As a raw material, sinter rock, siderite, limestone and iron-rich waste products (such as sediment, etc.) are combined to create sinter. Further, the mixture is cooked and pelletized.
grade (iron percentage) as well as the presence of useful elements (Mn, Ni, Cr, V, Ti), harmful impurities (S, P, As, Zn, Pb, Cu, K, Na) and lubricating components, the value of iron ore and define concentrates in the metal industry (oxides of Si, Ca, Mg and Al). Beneficial impurities in steel are natural alloying elements that enhance its properties
. Harmful impurities either affect the properties of the metal (sulfur and copper cause red shorting, phosphorus causes cold embrittlement, and arsenic and copper reduce welding properties) or make blast furnace operation more difficult (zinc damages blast furnace brickwork, lead It causes stove erosion, potassium and sodium facilitate condensation in the chimney system).
Sulfur content in commercial ore should not exceed 0.15%. Sulfur concentration in ore and concentrate should not exceed 0.6% to produce sinter and pellets because sintering and thermal hardening remove 60-90% of sulfur from the material.
Only 0.07-0.15% phosphorus can be found in ore, sinter and pellets. 0.05-0.1% of the blast furnace load iron ore portion is allowed to contain a maximum of 0.1-0.2% zinc and a maximum of 0.2% copper for making standard conversion pig iron.

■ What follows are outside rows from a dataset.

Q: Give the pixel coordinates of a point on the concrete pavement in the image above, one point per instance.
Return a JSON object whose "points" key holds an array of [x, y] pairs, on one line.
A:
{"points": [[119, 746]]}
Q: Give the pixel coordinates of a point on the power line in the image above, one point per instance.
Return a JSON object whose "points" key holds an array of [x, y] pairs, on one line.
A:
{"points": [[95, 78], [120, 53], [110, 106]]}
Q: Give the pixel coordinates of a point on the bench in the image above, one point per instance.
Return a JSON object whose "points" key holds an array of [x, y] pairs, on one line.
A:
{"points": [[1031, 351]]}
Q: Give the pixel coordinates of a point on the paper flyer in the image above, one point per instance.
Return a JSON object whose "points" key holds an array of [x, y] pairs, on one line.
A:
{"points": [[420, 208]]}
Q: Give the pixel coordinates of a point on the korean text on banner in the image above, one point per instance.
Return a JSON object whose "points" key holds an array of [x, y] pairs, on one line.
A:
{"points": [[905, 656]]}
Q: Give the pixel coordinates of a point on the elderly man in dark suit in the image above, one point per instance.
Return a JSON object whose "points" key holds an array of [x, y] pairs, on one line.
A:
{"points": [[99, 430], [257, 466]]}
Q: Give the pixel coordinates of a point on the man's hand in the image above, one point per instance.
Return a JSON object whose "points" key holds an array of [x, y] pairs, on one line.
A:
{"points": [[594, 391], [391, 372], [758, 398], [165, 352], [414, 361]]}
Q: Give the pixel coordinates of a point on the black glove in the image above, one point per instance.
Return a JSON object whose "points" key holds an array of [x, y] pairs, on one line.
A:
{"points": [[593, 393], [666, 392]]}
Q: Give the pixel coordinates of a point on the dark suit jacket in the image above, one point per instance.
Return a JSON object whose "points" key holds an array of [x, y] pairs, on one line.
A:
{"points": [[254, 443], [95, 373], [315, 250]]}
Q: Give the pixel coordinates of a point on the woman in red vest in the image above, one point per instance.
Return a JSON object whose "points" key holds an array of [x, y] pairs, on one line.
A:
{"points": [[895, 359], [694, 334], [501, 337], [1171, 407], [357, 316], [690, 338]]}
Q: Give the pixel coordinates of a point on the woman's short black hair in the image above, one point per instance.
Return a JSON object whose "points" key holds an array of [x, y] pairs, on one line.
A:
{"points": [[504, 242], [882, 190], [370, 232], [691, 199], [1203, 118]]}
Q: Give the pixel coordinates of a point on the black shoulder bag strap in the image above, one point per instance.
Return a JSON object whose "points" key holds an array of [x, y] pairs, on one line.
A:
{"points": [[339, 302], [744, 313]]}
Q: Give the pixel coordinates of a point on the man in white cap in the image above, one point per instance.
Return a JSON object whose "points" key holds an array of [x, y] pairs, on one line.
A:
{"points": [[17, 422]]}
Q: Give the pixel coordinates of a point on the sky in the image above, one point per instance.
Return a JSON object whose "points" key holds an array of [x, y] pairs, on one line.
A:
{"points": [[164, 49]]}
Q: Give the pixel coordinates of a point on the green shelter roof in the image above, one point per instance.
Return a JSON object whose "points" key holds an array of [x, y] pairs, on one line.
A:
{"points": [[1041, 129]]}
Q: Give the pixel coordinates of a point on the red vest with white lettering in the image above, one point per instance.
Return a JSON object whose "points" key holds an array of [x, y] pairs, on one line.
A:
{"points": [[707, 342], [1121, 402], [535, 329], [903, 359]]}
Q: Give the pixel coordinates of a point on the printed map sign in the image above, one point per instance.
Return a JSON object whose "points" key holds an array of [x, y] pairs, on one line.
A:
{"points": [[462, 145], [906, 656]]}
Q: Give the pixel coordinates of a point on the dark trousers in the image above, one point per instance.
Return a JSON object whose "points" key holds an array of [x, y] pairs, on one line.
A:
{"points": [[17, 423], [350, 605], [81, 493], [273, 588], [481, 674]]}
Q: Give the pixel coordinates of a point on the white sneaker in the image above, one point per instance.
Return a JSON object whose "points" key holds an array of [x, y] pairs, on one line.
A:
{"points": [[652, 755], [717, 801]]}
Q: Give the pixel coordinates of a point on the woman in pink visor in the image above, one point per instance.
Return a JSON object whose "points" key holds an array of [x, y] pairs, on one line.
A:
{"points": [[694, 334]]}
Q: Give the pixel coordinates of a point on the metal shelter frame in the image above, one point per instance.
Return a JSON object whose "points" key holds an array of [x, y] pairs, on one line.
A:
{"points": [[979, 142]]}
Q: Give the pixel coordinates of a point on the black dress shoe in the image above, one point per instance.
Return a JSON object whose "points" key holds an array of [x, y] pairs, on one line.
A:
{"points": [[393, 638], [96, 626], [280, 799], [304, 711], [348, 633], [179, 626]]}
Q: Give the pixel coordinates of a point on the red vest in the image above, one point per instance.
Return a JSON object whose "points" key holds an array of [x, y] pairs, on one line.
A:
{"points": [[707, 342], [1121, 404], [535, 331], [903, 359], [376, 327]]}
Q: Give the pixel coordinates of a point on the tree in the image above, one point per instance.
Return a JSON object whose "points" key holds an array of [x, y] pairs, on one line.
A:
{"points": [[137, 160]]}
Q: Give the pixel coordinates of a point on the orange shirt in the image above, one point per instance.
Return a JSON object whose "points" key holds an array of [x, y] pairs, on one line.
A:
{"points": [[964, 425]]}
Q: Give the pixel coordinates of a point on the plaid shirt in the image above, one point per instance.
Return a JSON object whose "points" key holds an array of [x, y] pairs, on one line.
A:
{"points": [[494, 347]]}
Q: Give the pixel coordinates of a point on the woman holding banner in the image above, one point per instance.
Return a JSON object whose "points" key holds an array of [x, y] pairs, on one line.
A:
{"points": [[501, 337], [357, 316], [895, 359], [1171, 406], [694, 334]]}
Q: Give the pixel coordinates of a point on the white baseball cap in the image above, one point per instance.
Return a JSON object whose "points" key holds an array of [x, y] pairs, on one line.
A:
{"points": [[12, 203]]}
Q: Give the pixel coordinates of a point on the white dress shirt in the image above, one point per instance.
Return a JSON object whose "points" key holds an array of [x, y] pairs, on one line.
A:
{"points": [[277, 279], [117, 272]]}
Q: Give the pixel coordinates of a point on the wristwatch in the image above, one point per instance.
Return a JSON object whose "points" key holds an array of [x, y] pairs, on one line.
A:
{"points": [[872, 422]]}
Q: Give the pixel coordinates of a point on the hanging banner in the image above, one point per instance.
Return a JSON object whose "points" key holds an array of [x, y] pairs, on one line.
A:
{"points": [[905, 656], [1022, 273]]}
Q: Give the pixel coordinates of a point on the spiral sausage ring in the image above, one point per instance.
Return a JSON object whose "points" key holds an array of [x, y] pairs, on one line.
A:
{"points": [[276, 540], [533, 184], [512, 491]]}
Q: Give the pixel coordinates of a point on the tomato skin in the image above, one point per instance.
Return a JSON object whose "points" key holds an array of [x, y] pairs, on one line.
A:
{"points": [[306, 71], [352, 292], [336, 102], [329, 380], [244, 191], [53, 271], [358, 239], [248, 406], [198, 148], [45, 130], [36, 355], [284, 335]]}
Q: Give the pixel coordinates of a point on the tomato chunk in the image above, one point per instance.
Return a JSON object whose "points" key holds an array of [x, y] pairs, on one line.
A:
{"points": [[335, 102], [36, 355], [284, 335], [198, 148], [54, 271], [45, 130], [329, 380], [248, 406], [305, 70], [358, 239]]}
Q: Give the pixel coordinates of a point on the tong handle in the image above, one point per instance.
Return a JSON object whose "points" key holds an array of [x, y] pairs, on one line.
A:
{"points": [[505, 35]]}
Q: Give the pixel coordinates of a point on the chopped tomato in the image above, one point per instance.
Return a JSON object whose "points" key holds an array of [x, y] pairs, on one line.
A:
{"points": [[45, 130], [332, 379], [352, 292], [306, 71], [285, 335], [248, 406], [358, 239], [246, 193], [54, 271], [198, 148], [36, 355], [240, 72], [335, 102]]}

Basic oxides (Ca, Mg) and acidic oxides are two types of components of slag (Si, Al). It is preferable to use rocks and concentrates that have a higher ratio of basic to acidic oxides, because in this case, the amount of flux raw materials in the subsequent metallurgical extraction is reduced.
Iron ores are natural mineral formations that contain amounts of iron and its compounds for industrial iron extraction. Despite the fact that all rocks contain iron to some extent, iron ores are known only as small concentrations of iron compounds from which metallic iron may be commercially recovered on a large scale.
Below is the classification of industrial forms of iron ore: titanomagnetite and ilmenite-titanomagnetite are found in basites and ultrabasitees, apatite-magnetite in carbonatites, magnetite and magnomagnetite in skarns, magnetite-hematite in banded iron formations, maritite . and martite-hydrohematite are found in weathered crusts.
Sintered iron ore (bulk iron ore concentrated by magnetic separation), sinter (porous lumps produced after heat treatment), and pellets are three forms of iron ore products used in the iron and steel industry. (The raw mass containing iron, which is usually smoothed with limestone. And it is formed into balls with a diameter of about 1 to 2 cm.
Composition: The most important iron ore is magnetite or lodestone, goethite or specularite (red iron ore), limonite or iron ore, which includes swamp iron ore and swamp rock and siderite or spatic iron ore (chalybite). The sphaerosiderite variety of iron ore is chemically an oxide, hydroxide, and carbonate of iron.
They exist naturally as metallic types. Any mixture of the above minerals – sometimes even close to them – with non-ferrous minerals such as clay, limestone or even with constituents of crystalline extruded rocks is usually their sprinkling. Although most of the time one mineral predominates and the others are allied, sometimes some of these minerals can be found in the same deposit.
Rich iron ore Rich iron ore has a high iron content of 57%, a silica content of 8-10%, a sulfur content of 0.15% and a phosphorus content of 0.15%.
It is a by-product of long-term weathering or natural enrichment of banded iron formations caused by metamorphism caused by quartz leaching and silicate decomposition. At least 26% iron may be found in lean iron ore.
The two primary morphological categories of rich iron ore deposits are flat rock masses and linear rock masses. Those that are flat are characterized as typical weathering shells, and below the sloping seams are banded iron formations in the form of enlarged ore bodies with a pocket-like base.